Я не нарадуюсь на свой дом старинной постройки; он восходит по крайней мере ко временам готическим, как можно заключить по деревянным балкам, которые скрещиваются над узким фасадом так, что верхний этаж выступает над нижним, а кровля с замшелой черепицей нависает над стенами. В каждом этаже всего по одному окошку. Верхнее окно во все времена года одето зеленью, весною перед ним по веревочкам карабкаются вьюнки и настурции. Добрая моя матушка сажает и поливает их.
Это — окно ее комнаты, расположенное над вывеской «Под образом св. Екатерины». С улицы можно увидеть, как старушка читает молитвы по книге, напечатанной большими буквами. Почтенный возраст, благочестие и материнская гордость придают ей внушительную осанку, и, глядя на ее восковое лицо, окаймленное оборками белоснежного чепца, всякий наверняка решит, что это богатая горожанка.
Батюшка к старости также приобрел важные повадки.

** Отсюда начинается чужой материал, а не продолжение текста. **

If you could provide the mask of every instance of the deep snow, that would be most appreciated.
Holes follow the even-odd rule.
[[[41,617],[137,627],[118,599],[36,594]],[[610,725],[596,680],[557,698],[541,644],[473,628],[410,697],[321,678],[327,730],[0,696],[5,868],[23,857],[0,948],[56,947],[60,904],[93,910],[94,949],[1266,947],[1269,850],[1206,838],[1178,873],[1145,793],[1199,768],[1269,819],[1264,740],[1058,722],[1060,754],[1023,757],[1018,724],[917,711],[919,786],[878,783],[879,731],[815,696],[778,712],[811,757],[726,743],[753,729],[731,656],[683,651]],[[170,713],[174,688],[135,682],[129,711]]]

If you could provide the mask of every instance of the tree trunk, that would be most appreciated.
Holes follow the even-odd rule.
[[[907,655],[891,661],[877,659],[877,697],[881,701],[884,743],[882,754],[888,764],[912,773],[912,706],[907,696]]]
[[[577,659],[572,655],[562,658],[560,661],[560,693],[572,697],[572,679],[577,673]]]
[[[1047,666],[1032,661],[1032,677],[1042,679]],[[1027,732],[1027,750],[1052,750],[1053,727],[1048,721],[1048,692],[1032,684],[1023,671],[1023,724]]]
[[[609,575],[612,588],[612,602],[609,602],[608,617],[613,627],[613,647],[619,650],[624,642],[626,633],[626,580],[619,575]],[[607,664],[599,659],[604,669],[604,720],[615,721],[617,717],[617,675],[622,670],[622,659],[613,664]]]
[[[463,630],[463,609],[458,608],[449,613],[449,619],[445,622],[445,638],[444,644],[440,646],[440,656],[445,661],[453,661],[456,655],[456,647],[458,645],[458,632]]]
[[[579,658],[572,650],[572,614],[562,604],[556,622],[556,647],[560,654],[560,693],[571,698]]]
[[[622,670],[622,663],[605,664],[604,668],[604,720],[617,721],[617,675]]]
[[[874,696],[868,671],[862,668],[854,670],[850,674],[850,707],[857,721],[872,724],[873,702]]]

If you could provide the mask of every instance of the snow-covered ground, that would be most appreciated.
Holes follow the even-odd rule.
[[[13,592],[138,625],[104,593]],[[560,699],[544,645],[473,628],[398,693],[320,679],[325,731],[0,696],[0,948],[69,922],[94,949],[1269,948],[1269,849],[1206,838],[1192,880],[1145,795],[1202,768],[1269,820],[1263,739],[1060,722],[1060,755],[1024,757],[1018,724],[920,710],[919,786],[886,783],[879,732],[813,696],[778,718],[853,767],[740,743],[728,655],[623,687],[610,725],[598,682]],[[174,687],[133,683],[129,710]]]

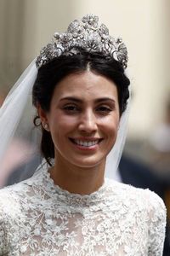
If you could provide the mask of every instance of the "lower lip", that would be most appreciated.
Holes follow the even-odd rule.
[[[86,147],[86,146],[82,146],[82,145],[76,144],[73,142],[71,142],[71,143],[72,143],[73,145],[76,146],[76,148],[83,150],[83,151],[95,151],[95,150],[97,150],[97,148],[99,147],[99,143],[98,143],[95,145]]]
[[[99,147],[99,143],[93,145],[93,146],[89,146],[89,147],[86,147],[86,146],[81,146],[81,145],[77,145],[75,144],[75,146],[81,150],[84,150],[84,151],[94,151],[97,149],[97,148]]]

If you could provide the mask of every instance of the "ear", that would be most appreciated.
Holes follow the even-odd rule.
[[[48,123],[48,117],[47,117],[47,112],[45,112],[42,107],[40,106],[39,103],[37,103],[37,113],[38,113],[38,115],[41,119],[41,121],[42,124],[46,124]]]

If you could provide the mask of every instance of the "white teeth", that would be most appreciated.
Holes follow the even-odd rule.
[[[84,147],[91,147],[91,146],[94,146],[94,145],[96,145],[98,144],[99,143],[99,140],[95,140],[95,141],[81,141],[81,140],[74,140],[74,142],[77,144],[77,145],[80,145],[80,146],[84,146]]]

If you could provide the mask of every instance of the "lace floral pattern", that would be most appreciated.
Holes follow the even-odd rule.
[[[106,179],[89,195],[54,184],[46,167],[0,191],[0,255],[160,256],[162,201]]]

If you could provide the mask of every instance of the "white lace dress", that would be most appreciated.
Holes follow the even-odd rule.
[[[0,190],[0,255],[162,255],[166,211],[146,189],[106,179],[89,195],[54,184],[47,168]]]

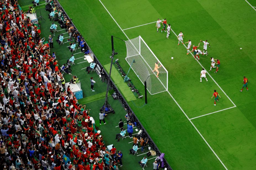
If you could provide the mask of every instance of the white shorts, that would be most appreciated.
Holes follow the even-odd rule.
[[[206,78],[206,76],[205,75],[203,75],[201,76],[201,78]]]

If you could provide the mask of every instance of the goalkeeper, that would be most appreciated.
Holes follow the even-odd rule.
[[[158,75],[159,74],[159,71],[158,71],[158,68],[160,68],[162,66],[161,65],[160,66],[158,66],[158,63],[159,63],[159,62],[158,61],[155,64],[155,69],[154,69],[152,72],[153,73],[155,71],[157,73],[157,77],[159,77],[159,76],[158,76]]]

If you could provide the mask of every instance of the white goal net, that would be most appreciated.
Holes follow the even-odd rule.
[[[168,90],[168,72],[140,36],[125,41],[127,56],[125,59],[151,94]],[[135,62],[133,62],[134,60]],[[158,62],[159,77],[154,72],[155,64]]]

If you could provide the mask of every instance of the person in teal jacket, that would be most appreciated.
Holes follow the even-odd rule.
[[[139,163],[140,164],[142,168],[144,168],[147,162],[147,157],[144,157],[142,160],[140,162],[139,162]]]
[[[53,30],[56,28],[57,28],[57,27],[56,26],[56,25],[54,23],[52,23],[50,28],[50,31],[51,32],[52,34],[53,33]]]
[[[118,140],[117,141],[117,142],[119,142],[119,140],[121,136],[123,136],[125,135],[126,133],[126,131],[125,130],[124,128],[123,128],[123,129],[122,129],[122,131],[121,131],[120,133],[117,134],[117,135],[115,137],[115,139],[118,139]]]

Он любит свежий воздух и прогулки, и поэтому я поручаю ему относить книги на дом покупателям. Сперва эту обязанность выполнял брат Ангел, но он клянчил милостыню у моих клиентов, уговаривал их прикладываться к реликвиям, воровал у них вино, тискал их служанок и добрую половину книг оставлял в сточных канавах. Я скоро отказался от его услуг. Но славная моя матушка, которую он умел уверить, будто ему ведомы тайные пути в рай, кормит и поит его. Человек он неплохой и в конце концов внушил и мне своего рода привязанность.

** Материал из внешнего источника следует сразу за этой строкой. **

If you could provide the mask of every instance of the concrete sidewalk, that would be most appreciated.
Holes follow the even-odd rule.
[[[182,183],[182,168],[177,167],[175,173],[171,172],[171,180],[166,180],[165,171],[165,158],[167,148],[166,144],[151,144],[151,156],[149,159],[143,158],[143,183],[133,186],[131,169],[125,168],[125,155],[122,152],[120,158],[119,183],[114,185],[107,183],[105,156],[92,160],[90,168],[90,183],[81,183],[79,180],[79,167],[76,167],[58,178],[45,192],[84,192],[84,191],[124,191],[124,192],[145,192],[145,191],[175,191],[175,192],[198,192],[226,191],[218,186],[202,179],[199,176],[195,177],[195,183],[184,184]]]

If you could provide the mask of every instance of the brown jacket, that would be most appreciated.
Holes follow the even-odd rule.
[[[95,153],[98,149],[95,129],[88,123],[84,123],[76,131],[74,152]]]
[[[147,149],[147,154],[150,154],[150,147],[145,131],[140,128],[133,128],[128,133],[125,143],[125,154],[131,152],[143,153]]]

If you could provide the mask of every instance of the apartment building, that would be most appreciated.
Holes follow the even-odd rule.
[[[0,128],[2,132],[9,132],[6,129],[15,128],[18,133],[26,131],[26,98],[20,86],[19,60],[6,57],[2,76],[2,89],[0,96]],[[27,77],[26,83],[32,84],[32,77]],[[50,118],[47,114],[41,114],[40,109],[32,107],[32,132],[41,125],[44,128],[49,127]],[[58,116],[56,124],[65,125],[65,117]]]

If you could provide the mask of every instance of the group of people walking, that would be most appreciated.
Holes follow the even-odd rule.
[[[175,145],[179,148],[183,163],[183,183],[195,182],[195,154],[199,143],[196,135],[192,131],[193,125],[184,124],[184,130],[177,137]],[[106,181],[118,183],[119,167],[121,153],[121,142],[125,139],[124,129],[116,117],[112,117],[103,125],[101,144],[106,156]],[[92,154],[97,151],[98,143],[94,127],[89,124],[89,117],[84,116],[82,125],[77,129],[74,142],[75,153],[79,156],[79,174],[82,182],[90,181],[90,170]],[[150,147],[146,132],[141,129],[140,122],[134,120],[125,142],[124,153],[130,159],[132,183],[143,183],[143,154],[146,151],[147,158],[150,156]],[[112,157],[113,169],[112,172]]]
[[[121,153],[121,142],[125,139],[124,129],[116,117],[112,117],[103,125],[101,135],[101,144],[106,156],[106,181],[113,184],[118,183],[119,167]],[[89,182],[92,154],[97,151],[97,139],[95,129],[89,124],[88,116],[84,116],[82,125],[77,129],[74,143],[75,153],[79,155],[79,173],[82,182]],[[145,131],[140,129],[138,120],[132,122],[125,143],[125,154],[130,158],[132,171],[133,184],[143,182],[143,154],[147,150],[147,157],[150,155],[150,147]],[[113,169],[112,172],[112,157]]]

Несколько выдающихся людей и немало ученых посещают мою лавку. Великое преимущество моего занятия как раз в том и состоит, что я каждодневно вступаю в общение с людьми достойными. Среди тех, кто нередко заходит ко мне полистать новые книги и запросто побеседовать меж собой, встречаются историографы, столь же ученые, как Тильемон {165}, ораторы-проповедники, способные соперничать в красноречии с Боссюэ и даже с Бурдалу {166}, комические и трагические пииты, богословы, у которых чистота нравов соединяется с непоколебимой верностью доктрине, почтенные сочинители рыцарских романов, геометры и философы, кои, по примеру г-на Декарта, способны измерить и взвесить миры. Я восторгаюсь ими и упиваюсь их словом. Но ни один, по моему разумению, не может сравниться знаниями и талантом со славным моим учителем, которого я имел несчастье потерять на Лионской дороге; ни один не может похвастаться таким несравненным изяществом мысли, таким кротким и возвышенным нравом, таким удивительным богатством души, вечно распахнутой навстречу людям и струящей аромат подобно установленным в садах мраморным урнам, из которых, не иссякая, струится вода; ни один не способен возвратить мне тот вечный источник знаний и нравственности, из коего посчастливилось мне утолять духовную жажду в дни юности; ни один не обладает даже тенью того обаяния, той мудрости, той силы мысли, которыми блистал г-н Жером Куаньяр. Его я почитаю одним из самых приятных умов, какие когда-либо украшали нашу землю.